(no subject)

Nov 29, 2008 10:46

So, just because why not I'll tell the Emily story. You may remember that when we broke up I felt very good about things because it felt very mutual, and didn't seem like either of us had been hurt at all. I don't know if this story means I was wrong or just means she's more fucked up than I was able to tell when we were together. But anyways. I'd heard she'd been just kind of generally talking shit about me at work, just things about me being a shitty boyfriend, her being dumb for having dated me in the first place, etc. And honestly, it didn't bother me much. We didn't really talk much anymore and I was happy with that, and most people knew that I wasn't happy in the relationship either so I just didn't think it was a big deal. Then I found out that she'd told at least one person that I used her for sex and treated her like a whore.

That is a big deal. Mostly because it's completely not true--we only had sex 3 times, and only one of those times was started by me. That's less than once a month. It's just an absurd allegation to make. Clearly a lie. So I sent her a message saying that I knew she had said it, that she knew it was a lie, and that she should stop because it might be damaging my reputation. She never responded, but at this point she's been transferred to another store and there's a good chance I'll never have to see her again. So whatever.

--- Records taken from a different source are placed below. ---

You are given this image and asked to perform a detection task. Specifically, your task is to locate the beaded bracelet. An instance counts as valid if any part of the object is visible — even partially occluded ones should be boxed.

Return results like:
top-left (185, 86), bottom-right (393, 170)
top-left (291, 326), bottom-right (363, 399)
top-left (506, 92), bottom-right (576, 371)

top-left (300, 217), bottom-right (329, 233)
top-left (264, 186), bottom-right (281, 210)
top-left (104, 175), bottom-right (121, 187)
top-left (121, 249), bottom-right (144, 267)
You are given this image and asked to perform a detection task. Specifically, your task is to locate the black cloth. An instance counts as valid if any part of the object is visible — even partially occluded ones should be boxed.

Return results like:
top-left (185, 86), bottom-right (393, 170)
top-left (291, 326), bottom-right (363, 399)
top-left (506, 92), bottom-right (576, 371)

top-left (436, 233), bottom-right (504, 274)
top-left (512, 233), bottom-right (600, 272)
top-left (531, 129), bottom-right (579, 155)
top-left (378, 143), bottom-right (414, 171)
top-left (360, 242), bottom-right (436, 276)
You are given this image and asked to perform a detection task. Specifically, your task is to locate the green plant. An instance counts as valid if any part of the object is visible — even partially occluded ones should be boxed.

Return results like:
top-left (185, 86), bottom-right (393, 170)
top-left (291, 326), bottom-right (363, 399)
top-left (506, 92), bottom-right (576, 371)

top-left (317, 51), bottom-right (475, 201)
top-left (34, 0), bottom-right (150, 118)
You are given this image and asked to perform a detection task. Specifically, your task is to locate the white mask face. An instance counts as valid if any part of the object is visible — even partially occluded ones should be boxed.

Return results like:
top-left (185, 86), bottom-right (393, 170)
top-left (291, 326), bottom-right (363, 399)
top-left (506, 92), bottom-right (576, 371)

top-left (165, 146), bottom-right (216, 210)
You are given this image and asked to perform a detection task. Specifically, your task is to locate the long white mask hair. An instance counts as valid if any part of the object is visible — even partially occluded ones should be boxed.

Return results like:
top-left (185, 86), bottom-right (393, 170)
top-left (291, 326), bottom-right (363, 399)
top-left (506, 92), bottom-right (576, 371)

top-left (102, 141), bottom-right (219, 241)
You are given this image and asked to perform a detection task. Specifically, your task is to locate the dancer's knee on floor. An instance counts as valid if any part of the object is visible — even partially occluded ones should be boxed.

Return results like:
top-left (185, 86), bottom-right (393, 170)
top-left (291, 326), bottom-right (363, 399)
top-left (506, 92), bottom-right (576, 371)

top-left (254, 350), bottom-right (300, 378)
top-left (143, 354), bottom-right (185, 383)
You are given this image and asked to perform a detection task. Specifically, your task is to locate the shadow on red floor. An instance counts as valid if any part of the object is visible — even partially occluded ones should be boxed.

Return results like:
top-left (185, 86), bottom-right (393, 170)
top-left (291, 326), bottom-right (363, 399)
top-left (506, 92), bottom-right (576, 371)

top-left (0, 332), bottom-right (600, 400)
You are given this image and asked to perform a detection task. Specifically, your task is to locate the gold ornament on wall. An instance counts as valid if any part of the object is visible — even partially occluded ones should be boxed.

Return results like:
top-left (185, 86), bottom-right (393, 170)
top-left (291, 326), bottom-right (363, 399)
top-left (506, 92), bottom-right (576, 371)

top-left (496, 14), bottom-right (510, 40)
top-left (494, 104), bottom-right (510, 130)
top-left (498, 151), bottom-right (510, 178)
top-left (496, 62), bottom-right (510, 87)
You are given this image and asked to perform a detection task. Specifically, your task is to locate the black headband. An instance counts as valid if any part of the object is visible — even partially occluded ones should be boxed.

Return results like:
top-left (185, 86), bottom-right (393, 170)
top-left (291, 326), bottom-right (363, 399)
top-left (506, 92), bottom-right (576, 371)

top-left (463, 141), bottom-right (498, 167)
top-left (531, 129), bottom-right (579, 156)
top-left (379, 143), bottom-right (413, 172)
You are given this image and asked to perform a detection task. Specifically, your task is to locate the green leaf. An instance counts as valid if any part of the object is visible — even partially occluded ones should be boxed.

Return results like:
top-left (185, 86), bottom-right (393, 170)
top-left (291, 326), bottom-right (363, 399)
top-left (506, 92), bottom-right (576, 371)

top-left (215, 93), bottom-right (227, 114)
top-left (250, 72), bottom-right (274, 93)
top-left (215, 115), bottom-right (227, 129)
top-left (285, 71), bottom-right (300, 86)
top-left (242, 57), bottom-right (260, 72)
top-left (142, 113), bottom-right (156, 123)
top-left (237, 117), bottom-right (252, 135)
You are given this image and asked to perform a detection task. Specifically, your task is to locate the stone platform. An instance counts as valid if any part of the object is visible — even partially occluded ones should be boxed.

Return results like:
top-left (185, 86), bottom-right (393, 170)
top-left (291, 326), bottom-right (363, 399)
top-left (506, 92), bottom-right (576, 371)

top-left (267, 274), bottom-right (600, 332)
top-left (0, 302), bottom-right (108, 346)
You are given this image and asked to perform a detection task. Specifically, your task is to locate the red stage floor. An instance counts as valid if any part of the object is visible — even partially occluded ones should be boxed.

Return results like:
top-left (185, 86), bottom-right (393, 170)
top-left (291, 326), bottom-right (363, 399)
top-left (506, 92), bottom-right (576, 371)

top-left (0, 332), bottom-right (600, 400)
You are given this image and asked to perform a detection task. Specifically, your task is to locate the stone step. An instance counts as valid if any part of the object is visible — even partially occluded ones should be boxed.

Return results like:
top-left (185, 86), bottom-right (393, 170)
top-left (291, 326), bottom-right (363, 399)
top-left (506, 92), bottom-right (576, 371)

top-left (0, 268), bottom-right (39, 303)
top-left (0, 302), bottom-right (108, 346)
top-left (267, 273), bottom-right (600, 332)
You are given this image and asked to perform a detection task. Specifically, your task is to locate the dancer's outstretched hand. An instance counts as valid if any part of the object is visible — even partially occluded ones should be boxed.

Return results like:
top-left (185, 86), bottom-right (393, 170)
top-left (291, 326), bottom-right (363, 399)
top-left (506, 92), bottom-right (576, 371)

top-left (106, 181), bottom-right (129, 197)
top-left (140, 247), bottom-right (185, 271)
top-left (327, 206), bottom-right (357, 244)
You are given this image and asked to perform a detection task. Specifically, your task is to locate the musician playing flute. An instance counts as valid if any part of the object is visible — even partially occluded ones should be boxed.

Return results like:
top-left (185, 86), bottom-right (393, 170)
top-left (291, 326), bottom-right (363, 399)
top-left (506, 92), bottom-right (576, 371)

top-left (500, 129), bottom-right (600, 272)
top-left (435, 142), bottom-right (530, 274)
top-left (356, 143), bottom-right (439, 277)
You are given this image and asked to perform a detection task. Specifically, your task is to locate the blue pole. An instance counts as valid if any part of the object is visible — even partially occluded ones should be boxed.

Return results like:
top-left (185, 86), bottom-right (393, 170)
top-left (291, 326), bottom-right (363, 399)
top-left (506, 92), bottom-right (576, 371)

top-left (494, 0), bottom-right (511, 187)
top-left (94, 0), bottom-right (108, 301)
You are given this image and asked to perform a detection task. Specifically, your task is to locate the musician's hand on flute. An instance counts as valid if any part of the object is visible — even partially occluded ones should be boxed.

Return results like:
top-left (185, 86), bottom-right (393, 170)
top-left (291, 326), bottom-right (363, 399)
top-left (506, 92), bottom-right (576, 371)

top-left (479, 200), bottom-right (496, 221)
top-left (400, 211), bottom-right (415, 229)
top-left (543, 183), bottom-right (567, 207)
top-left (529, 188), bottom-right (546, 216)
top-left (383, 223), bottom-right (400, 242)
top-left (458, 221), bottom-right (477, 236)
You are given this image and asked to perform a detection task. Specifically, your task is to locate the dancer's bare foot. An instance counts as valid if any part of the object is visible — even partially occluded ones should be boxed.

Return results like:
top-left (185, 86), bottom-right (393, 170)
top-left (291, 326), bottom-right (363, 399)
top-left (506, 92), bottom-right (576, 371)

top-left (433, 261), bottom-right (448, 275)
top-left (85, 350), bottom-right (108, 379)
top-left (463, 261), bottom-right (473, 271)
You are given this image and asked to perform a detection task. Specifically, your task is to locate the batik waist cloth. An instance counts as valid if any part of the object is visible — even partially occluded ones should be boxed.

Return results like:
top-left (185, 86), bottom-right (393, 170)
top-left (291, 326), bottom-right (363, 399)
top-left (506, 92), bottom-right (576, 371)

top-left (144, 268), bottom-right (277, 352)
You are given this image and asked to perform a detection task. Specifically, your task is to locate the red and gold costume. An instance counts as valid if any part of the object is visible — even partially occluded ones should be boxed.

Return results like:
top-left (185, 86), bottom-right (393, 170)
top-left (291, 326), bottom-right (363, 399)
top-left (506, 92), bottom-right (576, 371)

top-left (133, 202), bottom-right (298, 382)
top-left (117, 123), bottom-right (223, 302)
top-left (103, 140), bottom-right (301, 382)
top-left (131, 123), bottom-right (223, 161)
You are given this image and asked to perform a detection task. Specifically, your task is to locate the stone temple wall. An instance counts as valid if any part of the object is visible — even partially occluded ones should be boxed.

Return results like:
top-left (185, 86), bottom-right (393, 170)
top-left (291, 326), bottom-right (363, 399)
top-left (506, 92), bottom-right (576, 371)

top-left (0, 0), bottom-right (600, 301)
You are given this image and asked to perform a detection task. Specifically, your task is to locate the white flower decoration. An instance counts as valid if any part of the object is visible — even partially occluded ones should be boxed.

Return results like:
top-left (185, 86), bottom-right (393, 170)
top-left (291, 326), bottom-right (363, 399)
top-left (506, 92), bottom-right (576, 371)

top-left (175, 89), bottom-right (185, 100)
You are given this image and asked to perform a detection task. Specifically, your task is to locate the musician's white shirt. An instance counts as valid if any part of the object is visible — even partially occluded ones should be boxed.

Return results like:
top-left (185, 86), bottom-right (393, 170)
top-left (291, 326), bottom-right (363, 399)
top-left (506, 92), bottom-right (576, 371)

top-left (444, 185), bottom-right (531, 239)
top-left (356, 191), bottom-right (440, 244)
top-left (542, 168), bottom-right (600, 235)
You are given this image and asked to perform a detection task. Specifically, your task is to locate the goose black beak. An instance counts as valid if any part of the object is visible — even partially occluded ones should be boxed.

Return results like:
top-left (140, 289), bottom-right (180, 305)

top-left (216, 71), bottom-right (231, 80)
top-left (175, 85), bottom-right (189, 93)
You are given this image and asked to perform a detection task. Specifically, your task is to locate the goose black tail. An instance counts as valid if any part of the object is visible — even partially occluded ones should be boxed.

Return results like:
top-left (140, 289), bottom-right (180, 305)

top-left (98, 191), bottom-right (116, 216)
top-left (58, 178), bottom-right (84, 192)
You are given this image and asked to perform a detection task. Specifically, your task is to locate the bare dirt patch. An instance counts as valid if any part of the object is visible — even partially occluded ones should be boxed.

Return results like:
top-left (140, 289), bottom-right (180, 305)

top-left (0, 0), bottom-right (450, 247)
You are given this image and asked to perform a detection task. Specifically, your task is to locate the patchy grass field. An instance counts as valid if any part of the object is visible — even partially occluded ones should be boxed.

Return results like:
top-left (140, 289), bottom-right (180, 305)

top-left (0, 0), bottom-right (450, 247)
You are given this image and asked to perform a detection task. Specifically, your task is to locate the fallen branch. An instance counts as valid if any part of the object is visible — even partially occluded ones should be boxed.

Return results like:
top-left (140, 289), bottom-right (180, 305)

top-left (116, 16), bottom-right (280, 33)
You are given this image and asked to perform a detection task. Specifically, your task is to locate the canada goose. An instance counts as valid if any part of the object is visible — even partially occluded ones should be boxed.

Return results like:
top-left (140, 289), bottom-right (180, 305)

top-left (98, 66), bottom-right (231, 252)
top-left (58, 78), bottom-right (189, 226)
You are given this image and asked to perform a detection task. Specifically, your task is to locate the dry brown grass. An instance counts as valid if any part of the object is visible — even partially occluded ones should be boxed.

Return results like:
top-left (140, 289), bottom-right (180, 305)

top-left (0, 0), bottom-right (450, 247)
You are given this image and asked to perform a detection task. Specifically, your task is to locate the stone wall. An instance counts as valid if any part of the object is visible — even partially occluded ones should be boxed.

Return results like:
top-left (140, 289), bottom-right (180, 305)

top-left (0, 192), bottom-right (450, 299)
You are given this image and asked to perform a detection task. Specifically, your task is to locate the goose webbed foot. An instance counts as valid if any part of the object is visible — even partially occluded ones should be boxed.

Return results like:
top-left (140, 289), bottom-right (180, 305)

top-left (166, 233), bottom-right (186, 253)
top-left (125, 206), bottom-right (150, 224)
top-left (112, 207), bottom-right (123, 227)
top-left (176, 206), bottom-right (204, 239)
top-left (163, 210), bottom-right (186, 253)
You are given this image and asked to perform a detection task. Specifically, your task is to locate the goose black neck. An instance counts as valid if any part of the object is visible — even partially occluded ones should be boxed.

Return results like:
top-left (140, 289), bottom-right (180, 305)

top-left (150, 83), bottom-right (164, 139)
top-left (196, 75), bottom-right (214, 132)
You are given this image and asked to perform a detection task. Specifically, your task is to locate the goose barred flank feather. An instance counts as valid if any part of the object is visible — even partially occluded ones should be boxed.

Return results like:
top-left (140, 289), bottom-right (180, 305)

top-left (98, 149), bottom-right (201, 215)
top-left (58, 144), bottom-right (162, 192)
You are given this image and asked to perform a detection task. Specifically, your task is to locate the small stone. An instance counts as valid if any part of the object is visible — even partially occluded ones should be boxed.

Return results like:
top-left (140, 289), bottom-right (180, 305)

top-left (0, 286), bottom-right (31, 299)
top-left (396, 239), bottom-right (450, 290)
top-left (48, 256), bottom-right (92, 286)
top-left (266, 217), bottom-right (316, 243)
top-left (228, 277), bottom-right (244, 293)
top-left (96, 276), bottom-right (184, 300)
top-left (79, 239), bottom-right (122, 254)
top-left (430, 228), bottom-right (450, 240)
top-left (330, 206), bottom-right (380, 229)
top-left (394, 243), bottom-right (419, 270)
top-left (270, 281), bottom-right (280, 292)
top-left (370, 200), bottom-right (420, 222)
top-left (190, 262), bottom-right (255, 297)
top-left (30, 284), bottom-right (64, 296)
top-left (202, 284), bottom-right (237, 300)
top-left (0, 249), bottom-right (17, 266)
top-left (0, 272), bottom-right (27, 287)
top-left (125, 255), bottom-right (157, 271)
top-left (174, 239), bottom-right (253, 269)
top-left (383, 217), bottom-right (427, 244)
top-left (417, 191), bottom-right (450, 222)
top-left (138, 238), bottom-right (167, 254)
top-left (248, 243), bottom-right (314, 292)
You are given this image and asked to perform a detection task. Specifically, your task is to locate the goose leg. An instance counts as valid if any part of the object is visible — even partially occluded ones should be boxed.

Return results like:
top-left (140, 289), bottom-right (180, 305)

And apparently I haven't learned my lesson about dating girls I work with cause I'm pretty sure I'm going to ask another one out, probably sunday. This is what I posted about last time. After making that post and telling one person, everyone in the world knows, so in that sense things have went exactly in the way I didn't want them to. And by 'pretty sure' I mean there's probably at best a 50% chance I'll work up the balls, and a good shot that I'll convince myself somehow that I should wait a couple days. It will happen eventually. I'm bad at things like this. But all you assholes putting pressure on me are not helping!

That said, finally, I stand by my last entry. I'm just going to keep doing what I'm doing and really hope I can avoid being an asshole to anyone cause I really really don't want to be.